# EKS Autoscaling with Karpenter

## What is Karpenter?
[Karpenter](https://karpenter.sh) is an open source controller for Kubernetes which enables auto-scaling. 

## How is Karpenter different than the traditional Cluster Autoscaler?
The main difference is that Karpenter does not rely on node groups like Cluster Autoscaler to expand or contract the cluster. It is claimed that Karpenter is both more performant and cost effective than Cluster Autoscaler. 
More details can be found in [this article](https://towardsdev.com/karpenter-vs-cluster-autoscaler-dd877b91629b).

## How to set up Karpenter on EKS

Scripts to automate deployment of Karpenter in this project have been created following instructions from this [walkthrough](Walktrough: https://karpenter.sh/v0.10.0/getting-started/getting-started-with-eksctl/)

1. Build and run aws-do-eks project, exec into aws-do-eks container.

2. Edit eks-karpenter.yaml as needed

3. Edit `eks.conf`

3.1. set CONFIG=yaml

3.2. set EKS_YAML=./eks-karpenter.yaml

4. Create cluster by executing `./eks-create.sh

5. Refer to scripts in the /eks/deployment/karpenter directory

5.1. Execute `./deploy.sh` to configure the necessary roles and deploy the controller

5.2. Optionally execute `./monitoring-deploy.sh` to enable prometheus/grafana monitoring of Karpenter metrics

5.3. Execute `./provisioner-deploy.sh` to configure Karpenter for the cluster

6. Test Karpenter

6.1. Execute `./test-scale-out.sh

6.2. Use `./logs.sh` script to monitor karpenter operations

6.3. Use `./scale.sh <num_pods>` to change the test scale

6.4. Execute `./test-scale-in.sh` to stop testing

## How to use Kaprenter with EFA

[Certain Amazon EC2 instance types](https://docs.aws.amazon.com/AWSEC2/latest/UserGuide/efa.html#efa-instance-types) 
are enabled with a high-performance network adapter known as [Elastic Fabric Adapter (EFA)](https://aws.amazon.com/hpc/efa/)

As of version 0.16.3 Karpenter is not able to automatically provision instances when EFA resources are requested.
To enable autoscaling of EFA-enabled instances using Karpenter we can configure a provisioner 
with a custom launch template which enables EFA. When the provisioner is limited 
only to the desired EFA-enabled instance type, Karpenter will automatically create 
instances with EFA adapters to satisfy known resource requests like GPU. 
In order to use the EFA device in a pod, the path `/dev/infiniband` needs to be mounted as a `hostPath` volume. 
This requires the pod to run in privileged mode.
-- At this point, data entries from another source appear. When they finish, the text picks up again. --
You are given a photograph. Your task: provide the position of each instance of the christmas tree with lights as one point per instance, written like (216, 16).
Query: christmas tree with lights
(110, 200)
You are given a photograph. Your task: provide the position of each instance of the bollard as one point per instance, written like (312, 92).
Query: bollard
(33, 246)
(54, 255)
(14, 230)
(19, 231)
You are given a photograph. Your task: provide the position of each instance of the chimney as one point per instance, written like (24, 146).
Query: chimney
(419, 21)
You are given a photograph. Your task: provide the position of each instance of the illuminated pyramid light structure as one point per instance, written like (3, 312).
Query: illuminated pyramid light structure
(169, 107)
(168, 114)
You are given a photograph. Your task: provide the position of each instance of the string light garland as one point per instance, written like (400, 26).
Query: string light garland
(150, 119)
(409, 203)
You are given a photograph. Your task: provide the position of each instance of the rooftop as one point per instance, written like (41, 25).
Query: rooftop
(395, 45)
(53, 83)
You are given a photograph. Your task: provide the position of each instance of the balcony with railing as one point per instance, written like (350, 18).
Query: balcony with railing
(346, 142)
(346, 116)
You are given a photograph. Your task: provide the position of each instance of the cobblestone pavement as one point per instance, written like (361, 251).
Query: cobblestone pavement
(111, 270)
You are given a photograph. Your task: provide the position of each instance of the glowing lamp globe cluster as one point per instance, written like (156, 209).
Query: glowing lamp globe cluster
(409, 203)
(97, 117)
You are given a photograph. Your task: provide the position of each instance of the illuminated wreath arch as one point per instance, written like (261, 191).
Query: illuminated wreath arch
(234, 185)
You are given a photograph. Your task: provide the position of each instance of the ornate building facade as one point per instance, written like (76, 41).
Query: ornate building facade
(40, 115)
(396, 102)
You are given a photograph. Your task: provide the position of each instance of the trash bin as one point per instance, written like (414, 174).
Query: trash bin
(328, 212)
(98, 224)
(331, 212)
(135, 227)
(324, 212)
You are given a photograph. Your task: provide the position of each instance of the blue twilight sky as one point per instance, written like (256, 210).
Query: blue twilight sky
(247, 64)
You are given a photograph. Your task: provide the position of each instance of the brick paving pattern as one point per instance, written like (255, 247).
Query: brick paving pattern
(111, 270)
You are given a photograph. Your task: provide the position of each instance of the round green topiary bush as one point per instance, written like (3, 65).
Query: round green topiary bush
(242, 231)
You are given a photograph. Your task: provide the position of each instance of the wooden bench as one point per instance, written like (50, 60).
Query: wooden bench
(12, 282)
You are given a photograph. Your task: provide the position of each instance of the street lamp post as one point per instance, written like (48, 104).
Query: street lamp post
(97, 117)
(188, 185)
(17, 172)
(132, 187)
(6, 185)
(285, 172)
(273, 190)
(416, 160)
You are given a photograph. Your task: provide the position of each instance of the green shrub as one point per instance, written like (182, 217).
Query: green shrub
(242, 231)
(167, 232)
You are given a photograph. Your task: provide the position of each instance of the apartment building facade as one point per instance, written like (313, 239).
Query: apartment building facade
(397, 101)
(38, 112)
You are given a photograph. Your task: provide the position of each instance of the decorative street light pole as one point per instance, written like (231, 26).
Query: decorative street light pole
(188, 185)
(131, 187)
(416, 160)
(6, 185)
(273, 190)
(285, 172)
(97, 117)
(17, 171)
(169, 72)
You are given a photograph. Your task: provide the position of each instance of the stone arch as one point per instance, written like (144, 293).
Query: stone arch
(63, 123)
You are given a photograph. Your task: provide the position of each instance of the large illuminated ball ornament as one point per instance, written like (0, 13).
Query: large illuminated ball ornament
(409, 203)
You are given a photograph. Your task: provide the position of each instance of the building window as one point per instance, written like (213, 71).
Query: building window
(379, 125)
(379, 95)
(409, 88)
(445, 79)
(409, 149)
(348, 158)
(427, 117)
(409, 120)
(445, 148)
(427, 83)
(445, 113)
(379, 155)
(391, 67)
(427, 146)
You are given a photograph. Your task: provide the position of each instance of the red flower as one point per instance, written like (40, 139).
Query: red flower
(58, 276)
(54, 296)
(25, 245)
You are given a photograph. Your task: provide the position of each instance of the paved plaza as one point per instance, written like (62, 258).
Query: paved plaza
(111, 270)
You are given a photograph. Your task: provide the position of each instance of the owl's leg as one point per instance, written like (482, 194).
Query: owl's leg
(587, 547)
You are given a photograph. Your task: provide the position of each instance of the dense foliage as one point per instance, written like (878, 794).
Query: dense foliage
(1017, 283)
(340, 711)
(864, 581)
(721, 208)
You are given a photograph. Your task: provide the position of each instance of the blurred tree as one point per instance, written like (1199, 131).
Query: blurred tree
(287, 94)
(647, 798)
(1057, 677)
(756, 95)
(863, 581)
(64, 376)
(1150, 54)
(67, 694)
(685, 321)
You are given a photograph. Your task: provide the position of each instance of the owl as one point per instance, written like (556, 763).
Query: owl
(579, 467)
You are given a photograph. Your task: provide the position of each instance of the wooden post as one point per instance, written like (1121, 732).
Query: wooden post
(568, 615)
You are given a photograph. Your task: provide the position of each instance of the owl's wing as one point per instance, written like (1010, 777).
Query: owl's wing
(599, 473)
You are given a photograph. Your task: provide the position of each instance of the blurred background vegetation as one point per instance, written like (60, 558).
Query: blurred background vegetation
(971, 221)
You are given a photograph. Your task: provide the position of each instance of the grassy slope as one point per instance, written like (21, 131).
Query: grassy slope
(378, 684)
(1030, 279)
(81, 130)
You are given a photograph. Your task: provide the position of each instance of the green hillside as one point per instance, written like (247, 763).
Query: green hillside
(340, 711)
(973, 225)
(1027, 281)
To remove this requirement, 
Karpenter needs to be modified to recognize instance types, which have support for EFA. 

An advantage of configuring a traditional cluster with Karpenter is that it enables manuall
and automatic scaling at the same time. We can manually set autoscaling groups to desired 
minimal instance counts, and rely on Karpenter to add nodes to the cluster 
only when excess capacity is needed.

An example of a custom launch template is provided in file [./launch-template-efa-example.json](./launch-template-efa-example.json). An example provisioner configuration is provided in file [./provisioner-efa.yaml](./provisioner-efa.yaml).

A recommended process for setting up Karpenter with EFA is described below:

1. Build and run the aws-do-eks project, exec into aws-do-eks container.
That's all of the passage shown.